Questo richiamo all’impegno, peraltro caro all’Analisi e alla Pedagogia Istituzionale così come ai Disability Studies, è anche un invito ad analizzare, senza infingimenti, il ruolo intellettuale che nella veste di ricercatori/ici e di studiosi/e assumiamo nei contesti d’azione; in altri termini, un’esortazione a uscire da presunte posizioni avalutative per interrogarci sulla dimensione dell’implicazione che proprio in quanto studiosi/e-ricercatori/ici ci vede protagonisti/e nella situazione nella quale ci troviamo coinvolti/e.

E riteniamo che questo invito all’analisi costante del proprio operare si applichi molto bene alla Pedagogia speciale, in quanto modo di essere della Scienza dell’Educazione, e trovi da molti anni un terreno fertile di divulgazione scientifica, di incontro e di confronto nella rivista «L’integrazione scolastica e sociale» che da oltre vent’anni (a proposito di ricorrenze) rappresenta un punto di riferimento per la comunità scientifica pedagogica, per la scuola e per i differenti ambiti del sociale.

Una ricchezza, questa, ancora una volta confermata dal numero 2 del 2023 che lettrici e lettori si apprestano a leggere. Un numero che vede nella sezione «Prospettive e modelli internazionali», un contributo di Matteo Di Pietrantonio e Patrizia Sandri dal titolo: Innovazione e inclusione possono coesistere?

A seguire, nella sezione «Prospettive e modelli italiani», Giacomo Guaraldi firma un articolo dal titolo Ausili, nuove tecnologie e inclusione. Alcune esperienze universitarie dalla LIM all’e-learning, mentre in «Ricerche, proposte, metodi» Giorgia Ruzzante presenta un contributo dal titolo Alto potenziale e plusdotazione tra dono eccezionale e difficoltà. Una ricerca sulla percezione e sulle esperienze dei docenti.

La sezione «Precursori» ospita in questo numero il già richiamato articolo di Vanessa Roghi Una scuola per tutti e per ciascuno. Bruno Ciari, la democrazia e la partecipazione. Nella sezione «Dialoghi con le associazioni» Valentina Paola Cesarano propone un contributo su Il progetto CONFIDE dell’Associazione Italiana Sindrome dell’X fragile: uno studio people voice per esplorare il punto di vista dei partecipanti e delle loro famiglie, mentre a seguire, nella sezione «Temi aperti», Daniele Bullegas, Gianmarco Bonavolontà, Antioco Luigi Zurru e Antonello Mura firmano un articolo dal titolo Lo strano caso dell’uomo elefante: «inquadrature» pedagogico-speciali, educazione ai media e formazione dei docenti. Si segnalano inoltre gli aggiornamenti normativi di Salvatore (Tillo) Nocera e la recensione firmata da Marisa Pavone.

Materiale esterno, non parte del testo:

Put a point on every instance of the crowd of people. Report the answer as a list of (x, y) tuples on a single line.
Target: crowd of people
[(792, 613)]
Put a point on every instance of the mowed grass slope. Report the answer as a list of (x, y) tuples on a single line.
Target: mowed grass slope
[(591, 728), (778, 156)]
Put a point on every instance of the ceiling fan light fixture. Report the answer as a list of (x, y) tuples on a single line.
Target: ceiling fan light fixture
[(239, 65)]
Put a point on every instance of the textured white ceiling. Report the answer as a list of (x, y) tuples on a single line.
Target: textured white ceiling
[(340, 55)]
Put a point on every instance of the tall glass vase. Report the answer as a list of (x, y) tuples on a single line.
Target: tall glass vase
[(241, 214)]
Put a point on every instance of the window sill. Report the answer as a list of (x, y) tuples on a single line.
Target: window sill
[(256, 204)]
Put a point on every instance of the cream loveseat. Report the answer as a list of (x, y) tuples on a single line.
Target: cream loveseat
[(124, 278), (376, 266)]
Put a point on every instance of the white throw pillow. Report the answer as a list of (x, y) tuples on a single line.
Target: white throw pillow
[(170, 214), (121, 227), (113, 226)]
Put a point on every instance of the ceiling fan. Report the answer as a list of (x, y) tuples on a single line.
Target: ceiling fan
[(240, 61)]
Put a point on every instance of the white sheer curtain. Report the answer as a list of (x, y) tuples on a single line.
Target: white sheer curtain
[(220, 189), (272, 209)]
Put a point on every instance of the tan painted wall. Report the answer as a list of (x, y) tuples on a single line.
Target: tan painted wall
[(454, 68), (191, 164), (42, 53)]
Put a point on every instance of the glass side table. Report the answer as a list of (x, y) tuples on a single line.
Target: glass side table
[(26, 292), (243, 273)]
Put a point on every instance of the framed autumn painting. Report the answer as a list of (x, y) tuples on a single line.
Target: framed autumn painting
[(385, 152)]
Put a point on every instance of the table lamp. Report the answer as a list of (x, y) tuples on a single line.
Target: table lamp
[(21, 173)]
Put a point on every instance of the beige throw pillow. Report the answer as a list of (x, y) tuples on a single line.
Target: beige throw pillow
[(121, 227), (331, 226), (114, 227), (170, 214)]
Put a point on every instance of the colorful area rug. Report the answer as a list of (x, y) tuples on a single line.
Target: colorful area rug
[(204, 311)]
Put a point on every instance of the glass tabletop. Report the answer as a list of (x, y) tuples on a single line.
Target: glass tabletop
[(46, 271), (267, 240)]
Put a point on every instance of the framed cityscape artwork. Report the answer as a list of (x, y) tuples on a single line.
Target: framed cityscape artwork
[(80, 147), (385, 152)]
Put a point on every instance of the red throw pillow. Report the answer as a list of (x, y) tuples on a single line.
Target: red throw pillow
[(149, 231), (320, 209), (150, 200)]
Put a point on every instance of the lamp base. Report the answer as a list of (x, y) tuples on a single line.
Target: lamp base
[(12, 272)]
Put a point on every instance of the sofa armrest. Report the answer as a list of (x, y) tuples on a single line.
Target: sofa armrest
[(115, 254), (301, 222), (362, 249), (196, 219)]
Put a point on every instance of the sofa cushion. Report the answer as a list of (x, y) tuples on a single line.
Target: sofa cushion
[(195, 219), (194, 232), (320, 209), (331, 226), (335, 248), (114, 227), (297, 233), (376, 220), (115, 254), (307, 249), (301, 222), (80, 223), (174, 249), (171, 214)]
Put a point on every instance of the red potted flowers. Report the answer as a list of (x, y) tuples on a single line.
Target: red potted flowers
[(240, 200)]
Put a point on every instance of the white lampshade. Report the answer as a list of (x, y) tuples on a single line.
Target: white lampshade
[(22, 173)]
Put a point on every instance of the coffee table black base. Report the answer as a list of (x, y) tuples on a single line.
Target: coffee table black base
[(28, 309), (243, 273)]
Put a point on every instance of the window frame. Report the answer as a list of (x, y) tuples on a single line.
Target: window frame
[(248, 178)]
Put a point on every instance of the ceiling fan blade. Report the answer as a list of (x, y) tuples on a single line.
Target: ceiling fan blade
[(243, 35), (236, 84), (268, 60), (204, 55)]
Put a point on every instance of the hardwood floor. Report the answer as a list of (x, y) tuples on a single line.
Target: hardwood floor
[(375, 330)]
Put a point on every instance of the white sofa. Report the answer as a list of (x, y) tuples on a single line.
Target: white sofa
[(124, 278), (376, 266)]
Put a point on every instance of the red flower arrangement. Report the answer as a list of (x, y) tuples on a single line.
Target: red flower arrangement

Auguriamo a tutte e a tutti una buona lettura e, soprattutto, di continuare a coltivare con passione l’impegno nelle attività quotidiane nei differenti contesti di azione, e la consapevolezza che, parafrasando Andrea Canevaro, è possibile (ossia è una concretissima utopia) realizzare una scuola inclusiva in un mondo più giusto.